TENET

 知識がなくても楽しめますが、知識があるとより楽しめます。


 ラテン語の回文“SATOR AREPO TENET OPERA ROTAS(農夫のアレポ氏は馬鋤きを曳いて仕事をする)”に出てくる単語がそれぞれ作中でも登場します。


 エントロピーなんかの科学的知識は『哲学的な何か、あと科学とか』を見ていたんで問題なく受け入れられたんですが、ミスリード的要素も多いので一度目の視聴では理解するのが難しいでしょうね。これそういう作品なんですけど。


 解説ページを視聴前に少しだけ見てみましたが、内容をしっかり把握している人とそうでない人、さらに説明が上手な人とそうでない人で全然書かれている内容が違いました。ただ説明が上手な人の解説でも未視聴で見たら意味がわからないのは同じです。

 ここで解説する気はさらさらないので、どんな解説が良い解説かについて考えます。


 これはタイムリープものだと思ってみると確実に理解が追いつきません。主人公が見ている世界は誰か(セイター・未来の人間=敵)によって逆行(≒改変)された世界であり、主人公もまた逆行によって過去を改変しているため、時間軸が一方通行でなく過去に戻ったりする感じです。意味わかりませんね。


 未来人が世界の終わりを悟ったので、未来を救うために過去を犠牲にしようと企んだ、ってのが一番単純なネタバレだと思います。意味わかりませんね。
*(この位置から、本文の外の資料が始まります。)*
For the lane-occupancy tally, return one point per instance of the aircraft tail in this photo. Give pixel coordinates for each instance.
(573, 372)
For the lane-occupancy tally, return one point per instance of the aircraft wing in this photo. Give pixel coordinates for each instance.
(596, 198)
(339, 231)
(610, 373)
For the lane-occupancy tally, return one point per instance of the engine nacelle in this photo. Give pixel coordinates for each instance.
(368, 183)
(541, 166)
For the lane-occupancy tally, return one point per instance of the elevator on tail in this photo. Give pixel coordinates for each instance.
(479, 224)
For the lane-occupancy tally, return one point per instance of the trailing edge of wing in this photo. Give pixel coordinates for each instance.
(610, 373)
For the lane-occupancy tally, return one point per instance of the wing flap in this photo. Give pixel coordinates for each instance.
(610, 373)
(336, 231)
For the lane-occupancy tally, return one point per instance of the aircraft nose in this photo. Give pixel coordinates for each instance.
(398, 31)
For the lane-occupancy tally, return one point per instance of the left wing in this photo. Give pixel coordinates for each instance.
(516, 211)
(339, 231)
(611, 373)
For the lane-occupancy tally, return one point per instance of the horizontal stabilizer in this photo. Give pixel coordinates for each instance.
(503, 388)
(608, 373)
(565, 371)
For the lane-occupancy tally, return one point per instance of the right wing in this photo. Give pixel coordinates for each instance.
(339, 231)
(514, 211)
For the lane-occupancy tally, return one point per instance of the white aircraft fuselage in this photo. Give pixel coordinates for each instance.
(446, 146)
 そして過去を犠牲にする方法として、ロシアの核施設を利用しているのでプルトニウムを用いた核兵器を使う……と見せかけて、実は全く核とは無関係な時間逆行装置(アルゴリズムという名称)だったというオチです。プルトニウム241のプルトニウムはミスリードでした。意味わかりませんね。


 最後の作戦はその時間逆行装置を奪還するための作戦だったわけです。無事に装置を起動させずに奪取、分割することに成功したので、未来人が過去を犠牲にしようとしたように、過去に時間逆行装置の残骸を隠そうとした、というのが作戦の最後でした。意味わかりませんね。


 ラストにキャットが狙われたのは、これまでの内容(時間逆行装置の存在)を知る人物を消すためにプリヤが訪れたのです。さらに名無しの男がキャットの危機を知りプリヤを逆に殺して終わり。元々この計画はすべて未来の名無しの男によるものだが、現在の名無しの男は未来の名無しの男に対して反旗を翻した(というか、未来の名無しの男とは違う未来を歩み出した)という感じです。意味わかりませんね。


 途中の絵画がどうこうとか熱いカーチェイスとか船から突き落としたセイターを助けたりしたのも、全ては前フリです。そういう細かい所の「なぜ?」を理解するためにもう一度見るべきですが、前半中盤の前フリ部分を事細かに説明されても、間違いなく理解できません。だってほぼ無意味だもの。


 これは「見てない人に向けた作品の解説」と「見た人に向けた作品の解説」がまるで違うので、その解説がどちらに向けてなされたものかを把握しないと読んだところで意味がないと思います。

 私はインターステラーの監督による時間をテーマにしたSF映画、という触れ込みで興味を持ち、とりあえず見ようと思った次第です。

 監督がどうとかまるで興味なかったですが、監督で見る映画決める人の気持ちが少しわかりました。